The SAT is expected to report results from its newly revised test, given to about 1.5 million members of the Class of 2006, on Tuesday. The 80-year-old SAT has had a rough year, with more than 5,000 tests scored incorrectly because of moisture in some answer sheets. SAT officials have predicted a slight decline in their national average scores, blaming a drop in repeat test-taking.

(The new test also was lengthened to three hours and 45 minutes, and the top score increased from 1600 to 2400, to make room for a writing section that includes a required 25-minute essay.)

Since 2002, the number of ACT tests given in Virginia has risen 45 percent. The increase for that period in Maryland has been 23 percent, and, in the District, 14 percent. The ACT said its test was taken by 40 percent of seniors nationally, 15 percent of those in Virginia, 12 percent of Maryland's seniors and 30 percent of the District's.

Karen Forman, head of guidance at George C. Marshall High in Fairfax County, said the growth in ACT test-takers at her 1,300-student school was significant but still small. Twenty-nine students took the test in the most recent school year, compared with 16 the year before, an 81 percent jump. She said the ACT's decision not to follow the SAT and add a required writing section -- there is an optional 30-minute essay -- might have led more students worried about their writing skills to the ACT. The ACT's science section also might have persuaded some strong science students to try the less-popular test, she said. The SAT does not have a science section.

Patricia Vallani, a counselor at Damascus High School in Montgomery County, said ACT use is also increasing at her school. "The kids find it user-friendly," she said, because the ACT reflects more skills taught in school. She said Damascus counselors will sometimes recommend the ACT to students whose PSAT or SAT scores are not as impressive as their high school grades.

Despite the scoring difference between the ACT and the SAT, students usually do equally well on each. The ACT, with the essay question, costs $43, and the SAT is $41.50, a 46 percent jump from the cost of the old SAT. Without the writing test, the ACT costs $29.

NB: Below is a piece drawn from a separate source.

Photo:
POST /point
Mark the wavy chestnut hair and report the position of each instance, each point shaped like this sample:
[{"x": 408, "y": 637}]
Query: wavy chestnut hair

Some students said they preferred the ACT because, unlike with the SAT, they did not have to send all their scores, especially the bad ones, to the colleges to which they were applying. The SAT decided to end its policy of letting students decide which score to send to schools three years ago because it gave an advantage to affluent students who could afford to take more tests and pay for better coaching.